Making a potential quagmire of risk considerations into a smooth road ahead, started with a new classification of ADAS for the insurance market. This classification system has been created using machine learning to scan millions of lines of car manufacturer vehicle data to logically sequence and classify vehicle safety features and the component’s intended operation or purpose.

The next step has been using the classification system to build intelligence around how ADAS fitments relate to real-world insurance claims. Close to 3 million cars and associated claims have been analysed to date, working with insurance providers and car manufacturers across the UK and Europe.

This work has found that there are a set of 12 core ADAS features that deliver a reduction in claims frequency. In fact, 69% of cars analysed in Europe by LexisNexis Risk Solutions were equipped with a core safety feature and are therefore less likely to have an insurance claim.
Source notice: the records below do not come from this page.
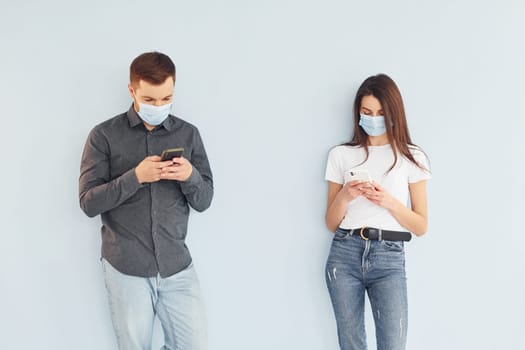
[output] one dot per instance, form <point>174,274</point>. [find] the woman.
<point>371,218</point>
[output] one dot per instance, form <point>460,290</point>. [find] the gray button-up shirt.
<point>143,225</point>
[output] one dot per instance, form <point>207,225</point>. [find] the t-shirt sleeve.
<point>334,171</point>
<point>417,174</point>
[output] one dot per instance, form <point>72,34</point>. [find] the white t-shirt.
<point>361,212</point>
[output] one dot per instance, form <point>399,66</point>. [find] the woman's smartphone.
<point>170,153</point>
<point>358,174</point>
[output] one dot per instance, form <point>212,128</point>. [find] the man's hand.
<point>150,169</point>
<point>180,170</point>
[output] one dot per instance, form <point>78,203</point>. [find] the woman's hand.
<point>379,196</point>
<point>353,189</point>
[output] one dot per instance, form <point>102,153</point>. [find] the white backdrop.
<point>270,86</point>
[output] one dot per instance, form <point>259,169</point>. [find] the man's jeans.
<point>377,267</point>
<point>135,301</point>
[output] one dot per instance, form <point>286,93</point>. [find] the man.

To make this intelligence workable in the insurance environment, insurance providers can now call on the data at quote as part of the overall risk assessment process, either as granular data confirming which forms of ADAS are present on the customer’s car and the performance of those features, or they can simply use a value 0-5 that has been calculated based on all the features on a specific vehicle, in terms of reducing claims frequency.

By uncovering the presence, purpose and performance of ADAS at the VIN level and the effectiveness in reducing claims, insurance providers can add a further layer of granularity to the understanding of risk. There is little question that knowing more about the vehicle build can help insurance providers optimise their pricing for new business and differentiate themselves in a crowded market. At renewal, ADAS data gives insurance providers the ability to reassess the risk with a much clearer understanding of the vehicle and potentially reward customers for the investment they have made in their car’s safety features.
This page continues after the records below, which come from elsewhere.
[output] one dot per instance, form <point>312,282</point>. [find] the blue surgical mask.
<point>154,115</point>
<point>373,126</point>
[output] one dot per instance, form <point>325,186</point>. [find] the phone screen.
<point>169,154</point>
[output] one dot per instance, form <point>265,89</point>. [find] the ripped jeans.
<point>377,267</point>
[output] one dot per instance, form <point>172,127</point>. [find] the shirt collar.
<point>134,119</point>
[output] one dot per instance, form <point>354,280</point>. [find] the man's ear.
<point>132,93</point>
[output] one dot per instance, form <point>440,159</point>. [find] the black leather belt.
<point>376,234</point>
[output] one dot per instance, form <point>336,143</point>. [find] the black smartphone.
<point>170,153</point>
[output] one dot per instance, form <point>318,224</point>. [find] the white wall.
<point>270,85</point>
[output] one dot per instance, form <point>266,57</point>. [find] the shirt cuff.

Finally, adding ADAS data to risk assessment can help insurance providers demonstrate to the Financial Conduct Authority (FCA)[v] the steps they are taking to deliver the right motor insurance cover at the right price.

Already eight in ten new cars are currently available with driver assistance systems[vi]. Consumer demand for these safety features can only grow and in response, motor manufacturers will continue to provide increasingly sophisticated ADAS solutions. By developing an understanding now of the insurance risk associated with ADAS, insurance providers will be more prepared for a world where levels of vehicle safety technologies will continue to increase[vii].

Carla McDonald, Director Product Management, LexisNexis Risk Solutions, U. K. and Ireland


[i] SMMT Motor Industry Facts July 2021


[iii] LexisNexis Risk Solutions analysis

[iv] L1 and above, in the Society of Automotive Engineers or SAE classification

[v] https://www. fca. org. uk/publications/policy-statements/ps21-11-general-insurance-pricing-practices-amendments

[vi] SMMT Motor Facts 2020 – 8 in 10 cars available with driver assistance systems



This document is believed to be accurate but is not intended as a basis of knowledge upon which advice can be given. Neither the author (personal or corporate), Society of Claims Professionals or Chartered Insurance Institute, or any of the officers or employees of those organisations accept any responsibility for any loss occasioned to any person acting or refraining from action as a result of the data or opinions included in this material. Opinions expressed are those of the author or authors and not necessarily those of the Society or Chartered Insurance Institute.